# Is de Sitter space homogeneous?

Since Minkowski and anti de Sitter are homogeneous Lorentzian manifolds, it is natural to ask if de Sitter is too, but nobody ever discusses this. In Riemannian geometry a globally symmetric complete Riemannian manifold is homogeneous but I have no idea if this extends to semi Riemannian geometry and hence to Lorentzian manifolds.

My guess is that it is not homogeneous since de Sitter can be embedded in 5-dimensional Minkowski as a hyperboloid and I would guess the neck of the hyperboloid is cannot be moved by isometries (meaning no point on the neck can be sent on another point on the manifold). Physically I would describe this as there is a "canonical" (coordinate independent) time zero where the expansion of the universe is inverted. However, I realize this intuition is quite Riemannian and I am not sure whether weird Lorentz-boost-like symmetries could actually behave differently.

• These might help answer your question: physics.stackexchange.com/q/353148 and physics.stackexchange.com/q/328422 Commented May 8, 2020 at 22:35
• The latter question you linked might help even though it looks to be concerning de Sitter in the category of smooth manifolds, although when I say homogeneous I mean it in the category of Lorentzian manifolds. Is there a standard metric on $SL(2, \mathbb{C})$? I don't really know how to deal with metrics on non-compact Lie groups! Commented May 8, 2020 at 23:04
• Maybe this is better: "Les Houches Lectures on De Sitter Space" (arxiv.org/abs/hep-th/0110007), section 2, which describes $d$-dimensional de Sitter spacetime as an explicitly-homogeneous submanifold of a $d+1$-dimensional Minkowski spacetime. I think this is what you referenced in the question, and it is explicitly homogeneous because the submanifold is invariant under arbitrary Lorentz transformations of the ambient Minkowski spacetime, which can move any point to any other point in the submanifold. Commented May 8, 2020 at 23:12
• How do you prove the Lorentz group is transitive on the submanifold? I agree the Riemannian equivalent is obvious but I do not yet have any intuition for the Lorentzian case! Commented May 8, 2020 at 23:59
• A $n$ dimensional DeSitter space is the Lorentzian manifold analog of an $n$-sphere. See "en.wikipedia.org/wiki/De_Sitter_space" Commented May 9, 2020 at 1:43

Thanks to the comments above I realized it is just a linear algebra problem. The issue is that in linear algebra courses people often go through the inner product spaces theory only, while, before doing some mathematical relativity, one should get familiar with what results transfer to the indefinite scalar product theory, which I did not do up to now. The answer to my question was given in the comments above, but here I want to provide a more abstract linear algebra proof that works for more general cases.
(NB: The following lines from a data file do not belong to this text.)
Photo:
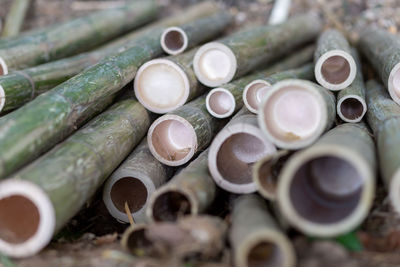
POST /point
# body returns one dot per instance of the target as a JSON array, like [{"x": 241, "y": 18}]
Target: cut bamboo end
[
  {"x": 161, "y": 86},
  {"x": 214, "y": 64},
  {"x": 27, "y": 218},
  {"x": 293, "y": 114},
  {"x": 220, "y": 103},
  {"x": 325, "y": 191},
  {"x": 174, "y": 40},
  {"x": 335, "y": 70},
  {"x": 232, "y": 153},
  {"x": 351, "y": 108},
  {"x": 172, "y": 140},
  {"x": 253, "y": 94}
]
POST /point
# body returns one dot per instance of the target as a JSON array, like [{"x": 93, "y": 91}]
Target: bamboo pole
[
  {"x": 335, "y": 68},
  {"x": 15, "y": 18},
  {"x": 234, "y": 150},
  {"x": 34, "y": 128},
  {"x": 191, "y": 191},
  {"x": 328, "y": 189},
  {"x": 76, "y": 35},
  {"x": 175, "y": 40},
  {"x": 382, "y": 49},
  {"x": 86, "y": 159},
  {"x": 294, "y": 113},
  {"x": 135, "y": 180},
  {"x": 176, "y": 137},
  {"x": 383, "y": 117},
  {"x": 229, "y": 58},
  {"x": 255, "y": 237}
]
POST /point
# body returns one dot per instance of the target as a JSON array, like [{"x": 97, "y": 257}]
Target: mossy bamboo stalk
[
  {"x": 243, "y": 51},
  {"x": 191, "y": 191},
  {"x": 36, "y": 127},
  {"x": 383, "y": 116},
  {"x": 176, "y": 137},
  {"x": 15, "y": 18},
  {"x": 335, "y": 68},
  {"x": 255, "y": 237},
  {"x": 86, "y": 159},
  {"x": 328, "y": 189},
  {"x": 77, "y": 35},
  {"x": 133, "y": 183}
]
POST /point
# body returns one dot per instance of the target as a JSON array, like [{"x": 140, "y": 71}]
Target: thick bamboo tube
[
  {"x": 175, "y": 40},
  {"x": 255, "y": 237},
  {"x": 36, "y": 127},
  {"x": 234, "y": 150},
  {"x": 220, "y": 62},
  {"x": 335, "y": 68},
  {"x": 133, "y": 183},
  {"x": 86, "y": 159},
  {"x": 383, "y": 116},
  {"x": 177, "y": 136},
  {"x": 382, "y": 49},
  {"x": 328, "y": 189},
  {"x": 294, "y": 113},
  {"x": 191, "y": 191}
]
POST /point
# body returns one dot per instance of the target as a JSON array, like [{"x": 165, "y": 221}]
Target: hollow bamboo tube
[
  {"x": 175, "y": 40},
  {"x": 176, "y": 137},
  {"x": 255, "y": 237},
  {"x": 335, "y": 68},
  {"x": 133, "y": 183},
  {"x": 383, "y": 116},
  {"x": 351, "y": 105},
  {"x": 191, "y": 191},
  {"x": 328, "y": 189},
  {"x": 294, "y": 113},
  {"x": 234, "y": 150},
  {"x": 34, "y": 128},
  {"x": 229, "y": 58},
  {"x": 86, "y": 159}
]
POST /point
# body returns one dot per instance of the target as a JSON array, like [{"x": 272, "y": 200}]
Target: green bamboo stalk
[
  {"x": 86, "y": 159},
  {"x": 383, "y": 116},
  {"x": 255, "y": 237},
  {"x": 328, "y": 189},
  {"x": 77, "y": 35},
  {"x": 15, "y": 18},
  {"x": 135, "y": 180},
  {"x": 335, "y": 68},
  {"x": 241, "y": 52},
  {"x": 382, "y": 49},
  {"x": 34, "y": 128},
  {"x": 190, "y": 192}
]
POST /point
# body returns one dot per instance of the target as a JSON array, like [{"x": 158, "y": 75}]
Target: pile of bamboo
[{"x": 253, "y": 113}]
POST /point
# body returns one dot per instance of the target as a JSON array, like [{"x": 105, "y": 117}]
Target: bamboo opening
[
  {"x": 326, "y": 190},
  {"x": 19, "y": 219},
  {"x": 128, "y": 190},
  {"x": 170, "y": 206}
]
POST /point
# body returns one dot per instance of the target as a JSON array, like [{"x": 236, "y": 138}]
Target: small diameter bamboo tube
[
  {"x": 177, "y": 136},
  {"x": 382, "y": 49},
  {"x": 335, "y": 68},
  {"x": 294, "y": 113},
  {"x": 219, "y": 62},
  {"x": 328, "y": 189},
  {"x": 255, "y": 237},
  {"x": 40, "y": 199},
  {"x": 189, "y": 192},
  {"x": 383, "y": 116},
  {"x": 34, "y": 128},
  {"x": 133, "y": 183},
  {"x": 234, "y": 150},
  {"x": 175, "y": 40}
]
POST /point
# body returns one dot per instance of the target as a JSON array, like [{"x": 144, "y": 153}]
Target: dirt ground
[{"x": 92, "y": 237}]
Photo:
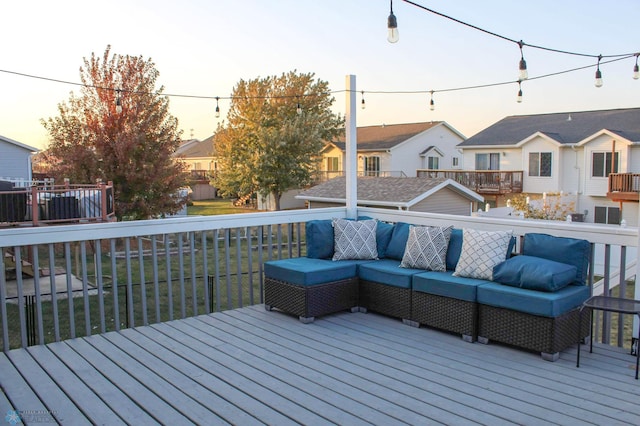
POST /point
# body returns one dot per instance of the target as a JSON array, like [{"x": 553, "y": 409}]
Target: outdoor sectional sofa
[{"x": 462, "y": 281}]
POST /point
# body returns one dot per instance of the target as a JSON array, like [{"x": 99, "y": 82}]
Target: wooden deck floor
[{"x": 249, "y": 366}]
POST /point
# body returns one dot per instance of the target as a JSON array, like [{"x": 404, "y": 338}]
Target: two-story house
[
  {"x": 397, "y": 150},
  {"x": 573, "y": 152},
  {"x": 15, "y": 160}
]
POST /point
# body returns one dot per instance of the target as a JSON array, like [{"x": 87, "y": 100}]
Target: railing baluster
[
  {"x": 38, "y": 294},
  {"x": 194, "y": 288},
  {"x": 167, "y": 259},
  {"x": 227, "y": 266},
  {"x": 249, "y": 235},
  {"x": 156, "y": 284},
  {"x": 85, "y": 288},
  {"x": 3, "y": 303},
  {"x": 143, "y": 281},
  {"x": 114, "y": 284},
  {"x": 205, "y": 272},
  {"x": 69, "y": 275},
  {"x": 129, "y": 285},
  {"x": 183, "y": 302},
  {"x": 622, "y": 287},
  {"x": 239, "y": 265},
  {"x": 216, "y": 256},
  {"x": 97, "y": 265}
]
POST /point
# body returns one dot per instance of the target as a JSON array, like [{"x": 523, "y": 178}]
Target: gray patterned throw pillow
[
  {"x": 427, "y": 248},
  {"x": 481, "y": 251},
  {"x": 355, "y": 239}
]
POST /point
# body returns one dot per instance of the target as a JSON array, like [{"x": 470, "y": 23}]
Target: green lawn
[{"x": 214, "y": 207}]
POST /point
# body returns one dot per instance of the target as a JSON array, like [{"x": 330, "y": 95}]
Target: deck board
[{"x": 249, "y": 366}]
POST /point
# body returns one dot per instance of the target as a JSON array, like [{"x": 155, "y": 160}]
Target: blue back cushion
[
  {"x": 384, "y": 232},
  {"x": 319, "y": 239},
  {"x": 399, "y": 237},
  {"x": 534, "y": 273},
  {"x": 571, "y": 251}
]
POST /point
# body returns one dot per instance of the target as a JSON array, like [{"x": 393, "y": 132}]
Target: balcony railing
[
  {"x": 624, "y": 186},
  {"x": 325, "y": 175},
  {"x": 56, "y": 204},
  {"x": 76, "y": 280},
  {"x": 484, "y": 182}
]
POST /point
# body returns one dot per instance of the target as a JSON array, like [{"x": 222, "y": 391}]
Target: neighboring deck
[{"x": 250, "y": 366}]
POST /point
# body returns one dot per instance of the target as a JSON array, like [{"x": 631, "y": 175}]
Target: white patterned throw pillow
[
  {"x": 427, "y": 248},
  {"x": 355, "y": 239},
  {"x": 481, "y": 251}
]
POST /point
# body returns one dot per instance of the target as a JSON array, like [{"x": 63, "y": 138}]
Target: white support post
[
  {"x": 636, "y": 291},
  {"x": 351, "y": 166}
]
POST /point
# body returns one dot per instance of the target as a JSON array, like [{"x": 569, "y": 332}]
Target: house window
[
  {"x": 601, "y": 164},
  {"x": 488, "y": 161},
  {"x": 432, "y": 163},
  {"x": 610, "y": 215},
  {"x": 540, "y": 164},
  {"x": 333, "y": 164},
  {"x": 371, "y": 166}
]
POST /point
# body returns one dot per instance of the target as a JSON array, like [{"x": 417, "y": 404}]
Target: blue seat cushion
[
  {"x": 307, "y": 271},
  {"x": 445, "y": 284},
  {"x": 533, "y": 302},
  {"x": 534, "y": 273},
  {"x": 571, "y": 251},
  {"x": 387, "y": 271}
]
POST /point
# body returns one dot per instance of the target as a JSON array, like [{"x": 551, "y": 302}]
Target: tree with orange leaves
[{"x": 119, "y": 129}]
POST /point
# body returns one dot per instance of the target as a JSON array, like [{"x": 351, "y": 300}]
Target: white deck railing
[{"x": 61, "y": 282}]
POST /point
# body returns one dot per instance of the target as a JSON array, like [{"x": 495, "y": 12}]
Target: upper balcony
[
  {"x": 624, "y": 187},
  {"x": 484, "y": 182},
  {"x": 44, "y": 203}
]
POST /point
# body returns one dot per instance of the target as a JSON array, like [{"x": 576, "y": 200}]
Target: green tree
[
  {"x": 276, "y": 128},
  {"x": 119, "y": 129}
]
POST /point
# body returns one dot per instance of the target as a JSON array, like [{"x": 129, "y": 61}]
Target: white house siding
[
  {"x": 444, "y": 201},
  {"x": 539, "y": 184},
  {"x": 598, "y": 186},
  {"x": 15, "y": 161},
  {"x": 405, "y": 157}
]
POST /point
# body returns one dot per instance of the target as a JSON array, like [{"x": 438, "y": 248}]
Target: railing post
[{"x": 34, "y": 205}]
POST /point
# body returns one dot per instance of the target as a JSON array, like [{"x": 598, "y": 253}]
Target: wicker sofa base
[
  {"x": 308, "y": 302},
  {"x": 446, "y": 313},
  {"x": 549, "y": 336},
  {"x": 385, "y": 299}
]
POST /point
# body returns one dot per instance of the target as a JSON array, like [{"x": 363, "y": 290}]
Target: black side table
[{"x": 610, "y": 304}]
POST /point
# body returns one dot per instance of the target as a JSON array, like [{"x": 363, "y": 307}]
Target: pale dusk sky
[{"x": 205, "y": 47}]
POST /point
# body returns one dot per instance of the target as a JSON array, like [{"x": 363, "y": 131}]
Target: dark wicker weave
[
  {"x": 311, "y": 301},
  {"x": 385, "y": 299},
  {"x": 446, "y": 313},
  {"x": 541, "y": 334}
]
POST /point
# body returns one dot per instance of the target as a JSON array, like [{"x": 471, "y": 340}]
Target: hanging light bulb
[
  {"x": 524, "y": 74},
  {"x": 118, "y": 101},
  {"x": 392, "y": 27},
  {"x": 598, "y": 73}
]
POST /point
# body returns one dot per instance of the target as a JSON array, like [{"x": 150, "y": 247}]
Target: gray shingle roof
[
  {"x": 387, "y": 136},
  {"x": 514, "y": 129},
  {"x": 385, "y": 189}
]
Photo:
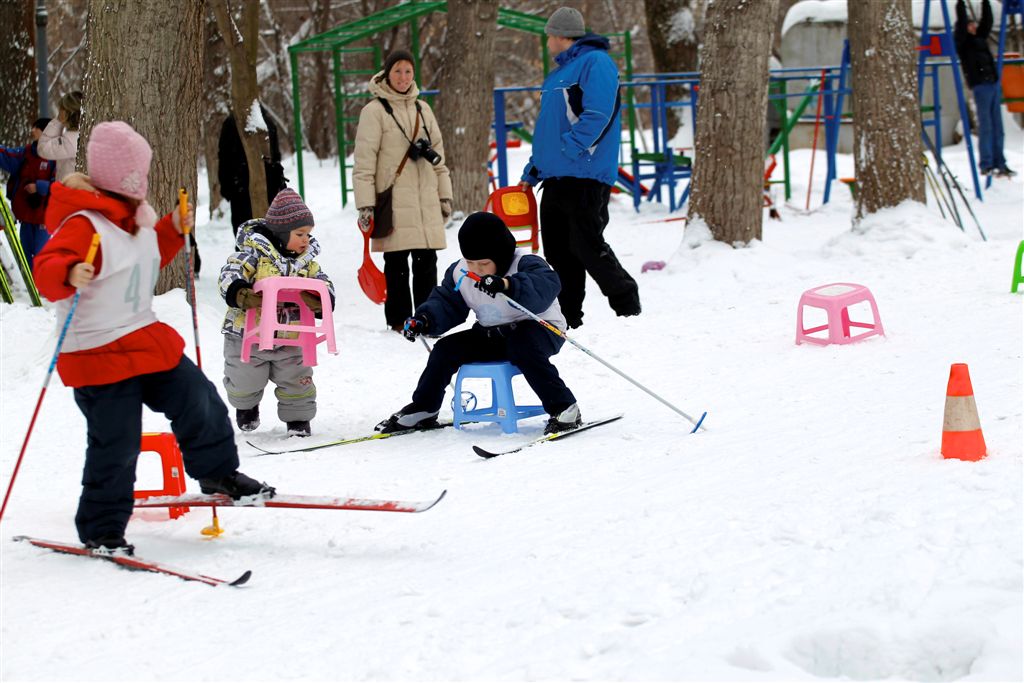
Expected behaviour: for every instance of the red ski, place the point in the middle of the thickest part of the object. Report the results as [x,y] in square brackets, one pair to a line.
[132,562]
[285,501]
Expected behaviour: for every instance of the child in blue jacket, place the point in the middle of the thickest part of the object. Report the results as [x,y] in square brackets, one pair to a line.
[28,189]
[501,332]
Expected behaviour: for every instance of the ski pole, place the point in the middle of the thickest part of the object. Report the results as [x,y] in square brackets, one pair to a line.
[933,182]
[91,254]
[945,172]
[967,203]
[518,306]
[186,230]
[814,145]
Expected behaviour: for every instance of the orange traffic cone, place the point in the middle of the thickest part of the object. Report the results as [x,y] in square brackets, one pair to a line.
[962,436]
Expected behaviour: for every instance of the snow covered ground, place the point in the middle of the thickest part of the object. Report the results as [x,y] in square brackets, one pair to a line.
[812,531]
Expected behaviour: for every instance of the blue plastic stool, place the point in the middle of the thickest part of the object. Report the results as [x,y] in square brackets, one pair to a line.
[503,409]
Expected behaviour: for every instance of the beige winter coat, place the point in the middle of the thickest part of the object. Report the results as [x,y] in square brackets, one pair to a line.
[380,146]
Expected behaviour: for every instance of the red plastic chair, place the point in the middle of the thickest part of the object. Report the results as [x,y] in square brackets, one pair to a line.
[517,208]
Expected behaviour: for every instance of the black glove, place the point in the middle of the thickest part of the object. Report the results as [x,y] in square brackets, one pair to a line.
[312,301]
[491,285]
[414,327]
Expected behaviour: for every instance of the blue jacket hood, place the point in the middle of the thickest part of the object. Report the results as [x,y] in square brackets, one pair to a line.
[585,44]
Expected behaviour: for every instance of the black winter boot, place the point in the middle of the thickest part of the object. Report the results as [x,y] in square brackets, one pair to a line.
[567,419]
[247,418]
[237,485]
[298,428]
[111,543]
[408,418]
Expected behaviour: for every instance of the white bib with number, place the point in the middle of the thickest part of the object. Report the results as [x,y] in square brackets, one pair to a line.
[119,300]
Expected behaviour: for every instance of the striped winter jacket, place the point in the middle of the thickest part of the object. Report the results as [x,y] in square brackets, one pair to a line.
[256,257]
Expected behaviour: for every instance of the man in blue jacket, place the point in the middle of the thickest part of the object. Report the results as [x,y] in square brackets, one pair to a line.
[576,155]
[979,69]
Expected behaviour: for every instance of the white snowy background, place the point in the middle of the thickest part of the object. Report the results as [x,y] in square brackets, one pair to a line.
[813,530]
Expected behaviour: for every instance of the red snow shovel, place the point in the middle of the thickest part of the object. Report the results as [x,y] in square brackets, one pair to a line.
[371,279]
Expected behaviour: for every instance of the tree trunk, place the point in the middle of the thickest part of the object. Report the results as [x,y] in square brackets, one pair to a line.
[19,103]
[144,66]
[674,29]
[242,41]
[887,119]
[728,170]
[216,93]
[464,105]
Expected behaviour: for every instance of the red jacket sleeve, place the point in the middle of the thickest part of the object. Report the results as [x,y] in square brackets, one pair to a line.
[169,240]
[67,248]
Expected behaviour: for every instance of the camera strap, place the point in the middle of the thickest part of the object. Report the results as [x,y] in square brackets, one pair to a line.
[419,115]
[416,129]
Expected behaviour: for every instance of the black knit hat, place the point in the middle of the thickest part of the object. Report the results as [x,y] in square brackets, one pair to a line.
[393,58]
[484,236]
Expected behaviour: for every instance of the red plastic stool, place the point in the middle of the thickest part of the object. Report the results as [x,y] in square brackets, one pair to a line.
[166,446]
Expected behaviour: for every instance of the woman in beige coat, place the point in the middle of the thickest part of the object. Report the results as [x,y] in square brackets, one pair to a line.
[422,194]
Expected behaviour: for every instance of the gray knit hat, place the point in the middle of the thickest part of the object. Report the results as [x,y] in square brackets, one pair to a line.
[566,23]
[287,213]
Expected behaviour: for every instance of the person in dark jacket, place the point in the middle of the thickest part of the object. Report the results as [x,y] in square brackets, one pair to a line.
[979,70]
[232,169]
[28,189]
[576,155]
[501,332]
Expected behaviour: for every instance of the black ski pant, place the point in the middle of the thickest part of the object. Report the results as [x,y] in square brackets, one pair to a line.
[526,345]
[573,215]
[114,413]
[398,304]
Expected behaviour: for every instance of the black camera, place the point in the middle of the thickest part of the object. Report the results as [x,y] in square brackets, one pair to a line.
[422,148]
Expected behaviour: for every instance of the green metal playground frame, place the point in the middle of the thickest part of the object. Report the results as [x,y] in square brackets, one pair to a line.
[337,41]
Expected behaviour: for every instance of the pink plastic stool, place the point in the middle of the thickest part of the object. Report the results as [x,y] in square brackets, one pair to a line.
[280,290]
[836,299]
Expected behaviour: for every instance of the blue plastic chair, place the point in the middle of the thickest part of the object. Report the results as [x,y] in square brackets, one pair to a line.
[503,409]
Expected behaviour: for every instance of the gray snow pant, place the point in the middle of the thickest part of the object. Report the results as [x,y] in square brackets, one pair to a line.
[245,381]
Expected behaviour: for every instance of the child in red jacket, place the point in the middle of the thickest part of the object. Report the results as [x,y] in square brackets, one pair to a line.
[117,355]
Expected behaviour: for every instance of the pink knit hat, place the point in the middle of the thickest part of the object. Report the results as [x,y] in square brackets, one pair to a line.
[118,159]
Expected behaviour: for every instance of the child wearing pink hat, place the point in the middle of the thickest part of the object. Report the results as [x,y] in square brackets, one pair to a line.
[117,355]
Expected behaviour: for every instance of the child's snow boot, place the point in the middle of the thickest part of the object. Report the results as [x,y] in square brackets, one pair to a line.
[298,428]
[237,485]
[247,418]
[567,419]
[410,417]
[111,543]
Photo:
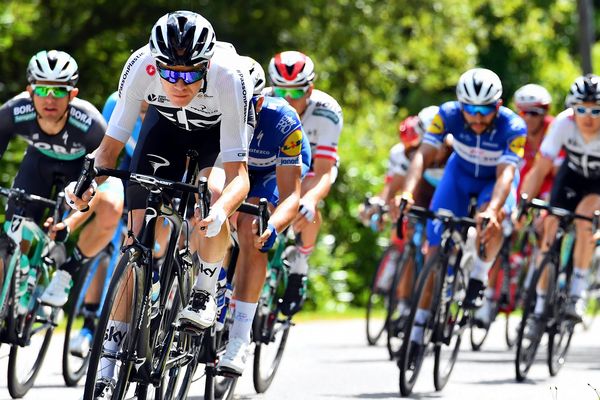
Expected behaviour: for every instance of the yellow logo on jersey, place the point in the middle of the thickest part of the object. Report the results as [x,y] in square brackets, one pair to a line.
[293,144]
[517,146]
[437,125]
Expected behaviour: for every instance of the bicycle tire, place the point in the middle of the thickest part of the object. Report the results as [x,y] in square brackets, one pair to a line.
[527,346]
[407,379]
[17,386]
[268,329]
[393,324]
[377,300]
[126,269]
[72,372]
[448,321]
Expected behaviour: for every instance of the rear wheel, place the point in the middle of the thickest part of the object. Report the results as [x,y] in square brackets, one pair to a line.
[113,360]
[532,327]
[450,326]
[25,362]
[378,298]
[75,365]
[412,353]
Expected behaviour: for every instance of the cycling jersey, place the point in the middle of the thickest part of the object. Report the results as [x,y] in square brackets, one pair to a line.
[49,159]
[479,155]
[278,140]
[581,157]
[529,156]
[222,101]
[107,111]
[82,133]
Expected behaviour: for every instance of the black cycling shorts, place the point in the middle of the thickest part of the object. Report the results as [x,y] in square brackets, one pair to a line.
[161,151]
[39,174]
[569,188]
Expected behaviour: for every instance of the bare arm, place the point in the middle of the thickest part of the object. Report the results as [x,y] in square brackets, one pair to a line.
[532,182]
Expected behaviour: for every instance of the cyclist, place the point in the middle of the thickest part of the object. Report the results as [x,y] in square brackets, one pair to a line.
[279,155]
[488,144]
[198,99]
[292,75]
[577,185]
[532,102]
[411,131]
[60,129]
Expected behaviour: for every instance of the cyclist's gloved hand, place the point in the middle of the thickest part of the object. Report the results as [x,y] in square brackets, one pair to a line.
[76,203]
[214,221]
[265,241]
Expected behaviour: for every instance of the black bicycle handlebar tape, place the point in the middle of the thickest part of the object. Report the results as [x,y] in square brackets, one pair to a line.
[522,206]
[484,224]
[399,233]
[595,221]
[263,215]
[203,201]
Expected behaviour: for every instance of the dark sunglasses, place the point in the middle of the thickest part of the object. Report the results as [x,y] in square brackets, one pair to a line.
[474,109]
[57,92]
[188,77]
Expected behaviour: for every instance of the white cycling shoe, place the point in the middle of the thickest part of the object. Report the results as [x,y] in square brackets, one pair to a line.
[234,359]
[57,292]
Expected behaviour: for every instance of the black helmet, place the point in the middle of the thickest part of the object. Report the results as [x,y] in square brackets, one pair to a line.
[182,38]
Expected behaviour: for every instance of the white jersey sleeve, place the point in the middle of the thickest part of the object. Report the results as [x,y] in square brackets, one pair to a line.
[135,77]
[398,162]
[553,141]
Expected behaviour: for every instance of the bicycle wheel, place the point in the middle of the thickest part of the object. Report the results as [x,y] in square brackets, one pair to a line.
[272,332]
[532,328]
[395,321]
[560,334]
[412,353]
[25,362]
[123,303]
[74,366]
[378,300]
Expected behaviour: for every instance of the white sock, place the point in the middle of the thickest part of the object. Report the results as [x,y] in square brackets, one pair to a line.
[421,317]
[208,276]
[242,319]
[579,282]
[481,269]
[540,302]
[113,339]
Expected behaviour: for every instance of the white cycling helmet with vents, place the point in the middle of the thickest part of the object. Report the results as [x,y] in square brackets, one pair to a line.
[53,66]
[479,86]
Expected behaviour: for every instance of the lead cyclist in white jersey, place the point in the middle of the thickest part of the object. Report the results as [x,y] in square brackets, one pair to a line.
[292,74]
[198,99]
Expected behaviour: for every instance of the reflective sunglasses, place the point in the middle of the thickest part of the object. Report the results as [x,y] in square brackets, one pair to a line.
[58,92]
[292,93]
[533,111]
[474,109]
[593,112]
[188,77]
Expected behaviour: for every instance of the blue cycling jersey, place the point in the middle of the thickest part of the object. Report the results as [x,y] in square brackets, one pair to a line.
[107,111]
[479,155]
[278,140]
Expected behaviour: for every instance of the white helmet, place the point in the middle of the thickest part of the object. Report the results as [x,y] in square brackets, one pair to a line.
[426,116]
[532,95]
[291,68]
[53,66]
[479,86]
[584,89]
[182,38]
[257,74]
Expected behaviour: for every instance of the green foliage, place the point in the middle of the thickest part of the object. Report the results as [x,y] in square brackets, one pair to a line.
[382,60]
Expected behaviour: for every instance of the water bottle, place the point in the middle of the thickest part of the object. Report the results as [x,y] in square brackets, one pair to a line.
[25,298]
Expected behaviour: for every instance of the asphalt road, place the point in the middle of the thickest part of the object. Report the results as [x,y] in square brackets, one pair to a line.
[330,360]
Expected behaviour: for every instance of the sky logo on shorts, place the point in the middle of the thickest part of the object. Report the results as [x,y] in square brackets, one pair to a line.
[293,144]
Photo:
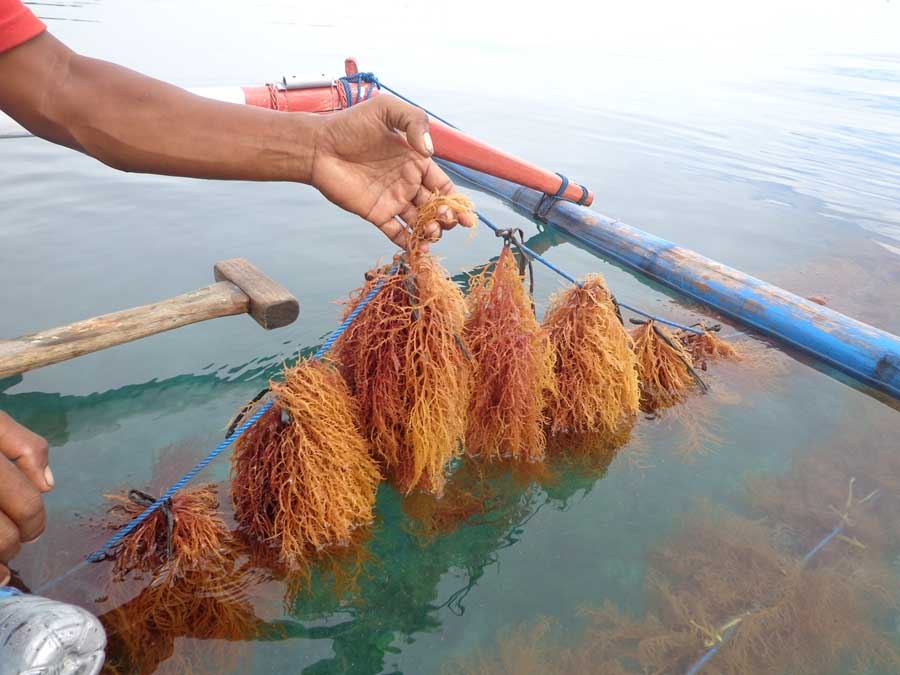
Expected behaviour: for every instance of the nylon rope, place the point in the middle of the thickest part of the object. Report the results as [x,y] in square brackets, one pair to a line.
[700,663]
[370,78]
[102,552]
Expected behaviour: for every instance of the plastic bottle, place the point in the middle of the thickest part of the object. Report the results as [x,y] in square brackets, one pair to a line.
[45,637]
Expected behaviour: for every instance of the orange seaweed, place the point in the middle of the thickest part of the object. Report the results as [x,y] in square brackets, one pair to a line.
[199,537]
[302,476]
[513,360]
[210,608]
[664,367]
[406,363]
[596,370]
[730,582]
[706,347]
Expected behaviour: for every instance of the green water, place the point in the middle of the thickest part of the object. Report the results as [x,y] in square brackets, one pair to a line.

Let $$V$$ be an $$\mathbb{R}$$ vector space with a scalar product $$g$$ with signature $$(p, q)$$. Then the wanted result is a simple corollary of the following analogous result to the inner product spaces theory:

Proposition: Let $$T$$ be a linear operator from $$(V, g)$$ to $$(V', g')$$. Then the followings are equivalent:

1. $$T$$ preserves the scalar product, that is to say, is orthogonal
2. $$T$$ sends any orthonormal basis to an orthonormal basis, preserving time and space components
3. $$T$$ sends one orthonormal basis to an orthonormal basis, preserving time and space components

where a basis $$\{e_i\}$$ is orthonormal if $$|g(e_i, e_j)| = \delta_{ij}$$.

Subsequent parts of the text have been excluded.